In Part 1 of this article we explored the current state of CGI, game, and contemporary VR systems. Here in Part 2 we look at the limits of human visual perception and show several of the methods we’re exploring to drive performance closer to them in VR systems of the future.
Guest Article by Dr. Morgan McGuire
Dr. Morgan McGuire is a scientist on the new experiences in AR and VR research team at NVIDIA. He’s contributed to the Skylanders, Call of Duty, Marvel Ultimate Alliance, and Titan Quest game series published by Activision and THQ. Morgan is the coauthor of The Graphics Codex and Computer Graphics: Principles & Practice. He holds faculty positions at the University of Waterloo and Williams College.
Note: Part 1 of this article provides important context for this discussion, consider reading it before proceeding.
Reinventing the Pipeline for the Future of VR
We derive our future VR specifications from the limits of human perception. There are different ways to measure these, but to make the perfect display you’d need roughly the equivalent to 200 HDTVs updating at 240 Hz. This equates to about 100,000 megapixels per second of graphics throughput.
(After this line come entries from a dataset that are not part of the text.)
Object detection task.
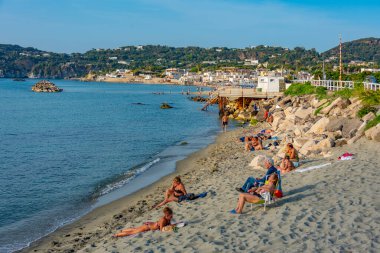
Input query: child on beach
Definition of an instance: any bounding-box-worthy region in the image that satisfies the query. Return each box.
[153,177,187,208]
[113,207,175,237]
[280,155,295,174]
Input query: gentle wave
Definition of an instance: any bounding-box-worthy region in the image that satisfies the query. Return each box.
[95,158,161,198]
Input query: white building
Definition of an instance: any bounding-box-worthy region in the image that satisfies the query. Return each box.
[244,59,259,66]
[257,76,285,92]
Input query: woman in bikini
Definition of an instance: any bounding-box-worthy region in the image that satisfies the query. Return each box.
[285,143,299,162]
[222,113,228,132]
[231,173,278,214]
[113,207,175,237]
[153,177,187,208]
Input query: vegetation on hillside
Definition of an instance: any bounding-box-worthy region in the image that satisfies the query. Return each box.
[0,38,380,78]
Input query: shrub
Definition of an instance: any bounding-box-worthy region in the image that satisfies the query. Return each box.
[249,118,259,126]
[284,82,327,99]
[357,105,377,118]
[333,88,354,99]
[365,115,380,130]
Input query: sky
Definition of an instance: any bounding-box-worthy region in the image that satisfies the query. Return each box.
[0,0,380,53]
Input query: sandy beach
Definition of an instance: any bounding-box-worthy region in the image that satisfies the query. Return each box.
[23,122,380,252]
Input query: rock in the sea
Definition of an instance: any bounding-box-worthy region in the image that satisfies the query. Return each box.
[32,80,63,92]
[365,124,380,141]
[160,103,173,109]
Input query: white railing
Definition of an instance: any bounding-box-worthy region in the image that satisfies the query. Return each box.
[363,82,380,91]
[292,80,380,91]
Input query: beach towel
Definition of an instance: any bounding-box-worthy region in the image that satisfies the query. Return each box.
[178,192,207,202]
[338,152,354,161]
[295,163,331,172]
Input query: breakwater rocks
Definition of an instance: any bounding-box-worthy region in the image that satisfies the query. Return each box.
[227,95,380,161]
[160,103,173,109]
[269,95,380,160]
[189,96,208,102]
[32,80,63,92]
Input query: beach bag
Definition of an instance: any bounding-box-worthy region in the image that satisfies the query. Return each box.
[274,190,284,199]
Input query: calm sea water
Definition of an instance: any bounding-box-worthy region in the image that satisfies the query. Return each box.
[0,79,223,252]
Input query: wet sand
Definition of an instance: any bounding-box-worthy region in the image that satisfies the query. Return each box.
[22,125,380,252]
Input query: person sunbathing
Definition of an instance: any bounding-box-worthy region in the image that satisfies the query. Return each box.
[251,137,263,150]
[244,136,253,151]
[230,173,278,214]
[113,207,175,237]
[153,177,187,208]
[285,143,299,162]
[280,155,295,174]
[266,113,273,124]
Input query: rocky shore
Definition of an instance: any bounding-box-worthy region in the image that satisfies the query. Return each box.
[32,80,63,92]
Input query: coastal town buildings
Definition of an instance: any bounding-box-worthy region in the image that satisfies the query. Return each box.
[256,76,286,92]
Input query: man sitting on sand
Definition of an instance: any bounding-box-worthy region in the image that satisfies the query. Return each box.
[245,136,263,151]
[236,158,277,192]
[113,207,175,237]
[153,177,187,208]
[231,173,278,214]
[280,155,295,174]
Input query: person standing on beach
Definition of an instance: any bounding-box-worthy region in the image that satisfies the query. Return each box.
[113,207,175,237]
[236,158,277,192]
[222,113,228,132]
[153,177,187,208]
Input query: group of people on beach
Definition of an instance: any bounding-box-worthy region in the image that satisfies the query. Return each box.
[114,107,299,237]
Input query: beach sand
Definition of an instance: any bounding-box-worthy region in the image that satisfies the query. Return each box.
[23,125,380,252]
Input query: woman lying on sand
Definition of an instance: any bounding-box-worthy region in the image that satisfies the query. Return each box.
[280,155,295,174]
[153,177,187,208]
[230,173,278,214]
[113,207,175,237]
[285,143,299,162]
We could theoretically accomplish this by committing increasingly greater computing power, but brute force simply isn’t efficient or economical. Brute force won’t get us to pervasive use of VR. So, what techniques can we use to get there?
Rendering Algorithms
Foveated Rendering
Our first approach to performance is the foveated rendering technique—which reduces the quality of images in a user’s peripheral vision—takes advantage of an aspect of human perception to generate an increase in performance without a perceptible loss in quality.
Light Fields
To speed up realistic graphics for VR, we’re looking at rendering primitives beyond just today’s triangle meshes. In this collaboration with McGill and Stanford we’re using light fields to accelerate the lighting computations. Unlike today’s 2D light maps that paint lighting onto surfaces, these are a 4D data structure that stores the lighting in space at all possible directions and angles.
Real-time Ray Tracing
What about true run-time ray tracing? The NVIDIA Volta GPU is the fastest ray tracing processor in the world, and its NVIDIA Pascal GPU siblings are the fastest consumer ones. At about 1 billion rays/second, Pascal is just about fast enough to replace the primary rasterizer or shadow maps for modern VR. If we unlock the pipeline with the kinds of changes I’ve just described, what can ray tracing do for future VR?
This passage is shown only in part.